- PwC survey at Davos finds 23% predicting growth will slow
- Regulation, geopolitics, currencies top list of concerns
Chief executive officers have turned pessimistic on global economic growth, according to a new survey by PricewaterhouseCoopers LLC.
Released on the eve of the World Economic Forum’s annual meeting in Davos, Switzerland, the poll of 1,409 CEOs from 83 nations found 27 percent expect the economic outlook to improve this year, a fall from 37 percent last year. Twenty-three percent said it will worsen, up from 17 percent in 2015.
The survey underscores the gloom surrounding the Davos forum amid a Chinese economic slowdown, sliding commodity prices and a surge in geopolitical concerns from the Middle East to the Korean peninsula. The conference swings into action on Wednesday, with Goldman Sachs Group Inc. CEO Lloyd Blankfein and Mary Barra of General Motors Co. among the 2,500 delegates.
“There’s no question that business leaders’ confidence in both the global economy and their own company growth prospects has taken a knock,” Dennis Nally, PwC’s global chairman, said in the report.
Chinese economic growth slowed to 6.9 percent last year, the weakest since at least 1990. The nation’s shift away from exports and manufacturing, a slowdown in emerging markets and the Federal Reserve’s gradual exit from ultra-low interest rates has prompted the International Monetary Fund to cut its outlook for world growth. The Washington-based lender said on Tuesday it predicts the global economy will expand 3.4 percent this year and 3.6 percent in 2017.
Two thirds said sentiment in their own revenue growth had declined, with only 35 percent saying they were very confident, compared to 39 percent last year. Just 24 percent of Chinese bosses were that upbeat, down from 36 percent in 2015, while 33 percent of U.S. executives said the same, a decline from 46 percent. The most downbeat were the Swiss with only 16 percent very confident about revenue performance, compared to 24 percent last year.

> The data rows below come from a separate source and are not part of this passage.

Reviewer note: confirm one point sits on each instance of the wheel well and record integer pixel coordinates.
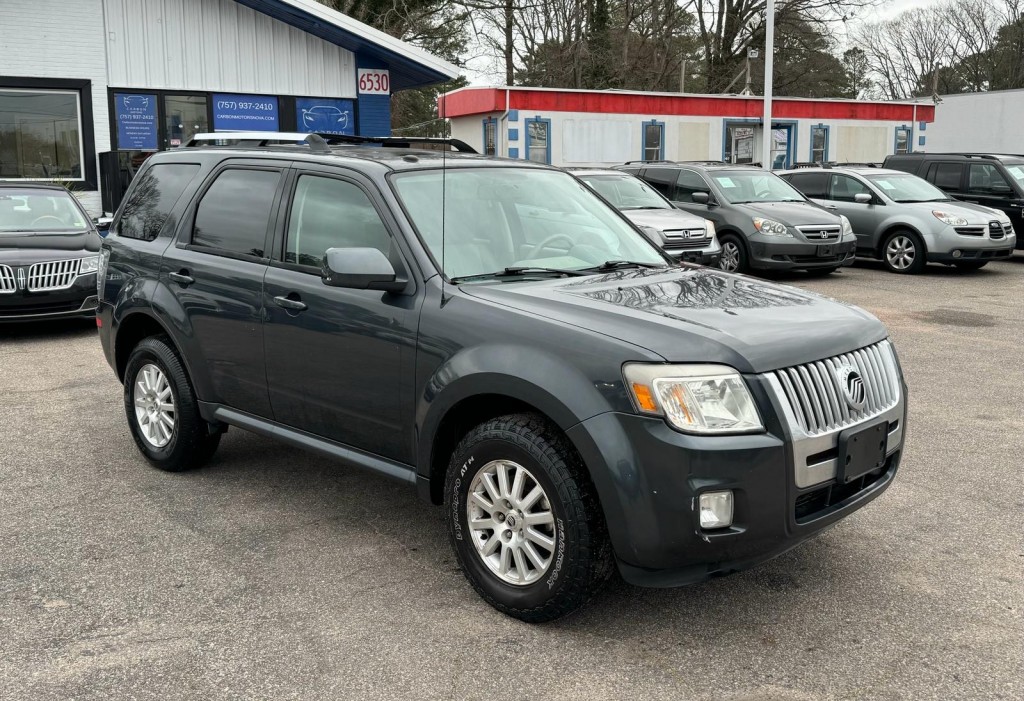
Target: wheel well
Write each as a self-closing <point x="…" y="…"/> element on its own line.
<point x="457" y="423"/>
<point x="132" y="330"/>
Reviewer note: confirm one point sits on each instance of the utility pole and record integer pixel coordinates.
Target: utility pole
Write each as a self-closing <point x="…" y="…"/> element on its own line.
<point x="769" y="68"/>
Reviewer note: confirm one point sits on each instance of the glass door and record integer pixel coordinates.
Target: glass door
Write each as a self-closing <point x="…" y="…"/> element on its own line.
<point x="184" y="116"/>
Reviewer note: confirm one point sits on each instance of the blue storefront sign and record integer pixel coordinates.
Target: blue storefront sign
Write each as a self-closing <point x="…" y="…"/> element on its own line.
<point x="136" y="119"/>
<point x="325" y="115"/>
<point x="245" y="113"/>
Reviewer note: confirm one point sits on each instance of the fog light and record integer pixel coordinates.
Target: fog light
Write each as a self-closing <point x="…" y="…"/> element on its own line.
<point x="716" y="509"/>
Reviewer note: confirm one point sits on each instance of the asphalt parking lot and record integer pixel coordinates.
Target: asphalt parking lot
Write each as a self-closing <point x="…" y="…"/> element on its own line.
<point x="276" y="574"/>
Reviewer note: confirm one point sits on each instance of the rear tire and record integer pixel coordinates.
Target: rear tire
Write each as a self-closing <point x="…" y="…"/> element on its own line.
<point x="904" y="253"/>
<point x="524" y="520"/>
<point x="162" y="409"/>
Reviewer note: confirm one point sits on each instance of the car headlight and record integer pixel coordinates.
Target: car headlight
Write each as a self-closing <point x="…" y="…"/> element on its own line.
<point x="705" y="399"/>
<point x="771" y="227"/>
<point x="847" y="226"/>
<point x="87" y="265"/>
<point x="950" y="219"/>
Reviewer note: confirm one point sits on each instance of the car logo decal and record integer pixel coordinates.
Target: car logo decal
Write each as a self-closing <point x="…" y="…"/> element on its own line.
<point x="853" y="387"/>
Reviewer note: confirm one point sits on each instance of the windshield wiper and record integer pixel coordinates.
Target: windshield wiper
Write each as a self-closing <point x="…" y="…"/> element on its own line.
<point x="515" y="270"/>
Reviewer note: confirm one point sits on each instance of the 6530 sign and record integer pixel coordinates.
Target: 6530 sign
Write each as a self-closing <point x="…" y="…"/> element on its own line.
<point x="374" y="82"/>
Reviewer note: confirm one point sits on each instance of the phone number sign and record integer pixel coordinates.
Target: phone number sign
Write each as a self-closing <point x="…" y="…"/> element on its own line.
<point x="245" y="113"/>
<point x="374" y="82"/>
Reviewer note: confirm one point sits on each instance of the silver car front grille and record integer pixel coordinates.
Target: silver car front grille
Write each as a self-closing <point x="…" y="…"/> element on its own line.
<point x="818" y="393"/>
<point x="7" y="282"/>
<point x="52" y="275"/>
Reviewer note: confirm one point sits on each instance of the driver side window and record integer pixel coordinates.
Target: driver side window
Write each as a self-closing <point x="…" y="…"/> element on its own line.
<point x="331" y="214"/>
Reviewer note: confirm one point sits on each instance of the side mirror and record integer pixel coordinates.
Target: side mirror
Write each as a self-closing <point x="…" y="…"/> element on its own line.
<point x="359" y="269"/>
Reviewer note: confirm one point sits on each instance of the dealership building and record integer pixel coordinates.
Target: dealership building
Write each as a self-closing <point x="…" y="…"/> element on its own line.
<point x="604" y="127"/>
<point x="89" y="88"/>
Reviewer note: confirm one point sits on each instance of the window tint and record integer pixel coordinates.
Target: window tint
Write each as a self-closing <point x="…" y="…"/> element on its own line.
<point x="844" y="188"/>
<point x="811" y="184"/>
<point x="153" y="196"/>
<point x="331" y="214"/>
<point x="662" y="179"/>
<point x="235" y="213"/>
<point x="986" y="179"/>
<point x="945" y="175"/>
<point x="687" y="183"/>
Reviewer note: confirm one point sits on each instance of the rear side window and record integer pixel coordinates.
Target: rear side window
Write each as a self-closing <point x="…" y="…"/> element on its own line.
<point x="153" y="196"/>
<point x="688" y="183"/>
<point x="662" y="179"/>
<point x="328" y="214"/>
<point x="811" y="184"/>
<point x="945" y="175"/>
<point x="235" y="213"/>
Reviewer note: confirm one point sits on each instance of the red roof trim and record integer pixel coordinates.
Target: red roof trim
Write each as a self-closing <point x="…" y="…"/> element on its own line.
<point x="479" y="100"/>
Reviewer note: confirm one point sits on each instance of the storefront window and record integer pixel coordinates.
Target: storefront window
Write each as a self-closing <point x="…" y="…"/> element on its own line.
<point x="40" y="134"/>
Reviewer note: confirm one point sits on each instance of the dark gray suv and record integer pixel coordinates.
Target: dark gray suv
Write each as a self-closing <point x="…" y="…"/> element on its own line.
<point x="523" y="356"/>
<point x="762" y="221"/>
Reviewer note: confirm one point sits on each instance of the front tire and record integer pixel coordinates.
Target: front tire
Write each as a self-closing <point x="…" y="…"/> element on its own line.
<point x="162" y="409"/>
<point x="524" y="520"/>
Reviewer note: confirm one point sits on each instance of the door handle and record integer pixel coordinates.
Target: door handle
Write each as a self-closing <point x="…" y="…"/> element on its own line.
<point x="291" y="302"/>
<point x="182" y="277"/>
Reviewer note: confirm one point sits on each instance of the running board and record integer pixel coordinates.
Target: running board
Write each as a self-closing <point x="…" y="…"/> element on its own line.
<point x="353" y="456"/>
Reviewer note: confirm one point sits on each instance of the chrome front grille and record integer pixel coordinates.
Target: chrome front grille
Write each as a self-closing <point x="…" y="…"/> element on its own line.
<point x="7" y="282"/>
<point x="816" y="396"/>
<point x="820" y="232"/>
<point x="52" y="275"/>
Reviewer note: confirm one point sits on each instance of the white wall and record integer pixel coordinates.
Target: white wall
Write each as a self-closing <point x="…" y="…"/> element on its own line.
<point x="218" y="45"/>
<point x="62" y="40"/>
<point x="987" y="122"/>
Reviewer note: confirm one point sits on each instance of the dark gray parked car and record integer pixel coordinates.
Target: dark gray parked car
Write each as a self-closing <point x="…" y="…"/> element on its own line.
<point x="762" y="221"/>
<point x="576" y="399"/>
<point x="906" y="221"/>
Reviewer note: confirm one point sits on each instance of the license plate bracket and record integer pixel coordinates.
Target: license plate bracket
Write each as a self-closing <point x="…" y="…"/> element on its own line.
<point x="861" y="449"/>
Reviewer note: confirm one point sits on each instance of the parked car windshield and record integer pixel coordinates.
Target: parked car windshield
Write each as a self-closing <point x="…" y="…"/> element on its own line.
<point x="39" y="210"/>
<point x="744" y="186"/>
<point x="904" y="188"/>
<point x="626" y="191"/>
<point x="498" y="218"/>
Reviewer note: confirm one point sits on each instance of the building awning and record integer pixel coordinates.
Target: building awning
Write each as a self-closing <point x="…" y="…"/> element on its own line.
<point x="410" y="67"/>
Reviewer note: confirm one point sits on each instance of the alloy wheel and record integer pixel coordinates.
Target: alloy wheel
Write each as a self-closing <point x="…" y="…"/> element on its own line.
<point x="155" y="409"/>
<point x="511" y="522"/>
<point x="901" y="252"/>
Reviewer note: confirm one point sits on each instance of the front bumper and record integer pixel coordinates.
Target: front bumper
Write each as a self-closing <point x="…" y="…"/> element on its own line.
<point x="648" y="477"/>
<point x="776" y="253"/>
<point x="78" y="301"/>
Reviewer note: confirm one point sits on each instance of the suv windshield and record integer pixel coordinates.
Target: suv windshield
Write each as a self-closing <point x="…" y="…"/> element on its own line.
<point x="498" y="218"/>
<point x="743" y="186"/>
<point x="39" y="210"/>
<point x="626" y="191"/>
<point x="904" y="188"/>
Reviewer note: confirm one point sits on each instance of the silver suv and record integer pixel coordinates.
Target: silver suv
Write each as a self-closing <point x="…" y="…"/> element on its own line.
<point x="681" y="234"/>
<point x="906" y="221"/>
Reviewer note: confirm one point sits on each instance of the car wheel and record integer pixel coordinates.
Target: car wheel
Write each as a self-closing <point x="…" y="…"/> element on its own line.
<point x="162" y="409"/>
<point x="524" y="520"/>
<point x="903" y="252"/>
<point x="733" y="255"/>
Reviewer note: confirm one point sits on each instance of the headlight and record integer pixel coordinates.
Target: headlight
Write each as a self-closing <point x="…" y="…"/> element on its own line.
<point x="847" y="226"/>
<point x="707" y="399"/>
<point x="88" y="265"/>
<point x="771" y="227"/>
<point x="950" y="219"/>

Two-thirds of respondents said they see more threats facing their companies than three years ago. Seventy nine percent identified over-regulation as the biggest risk to their growth prospects, followed by geopolitical uncertainty at 74 percent and currency volatilityat 73 percent.
For all the despondency, 48 percent of CEOs said they still planned to increase their headcount over the next 12 months, compared to 50 percent a year ago. Employers are most active in India, the U.K. and China.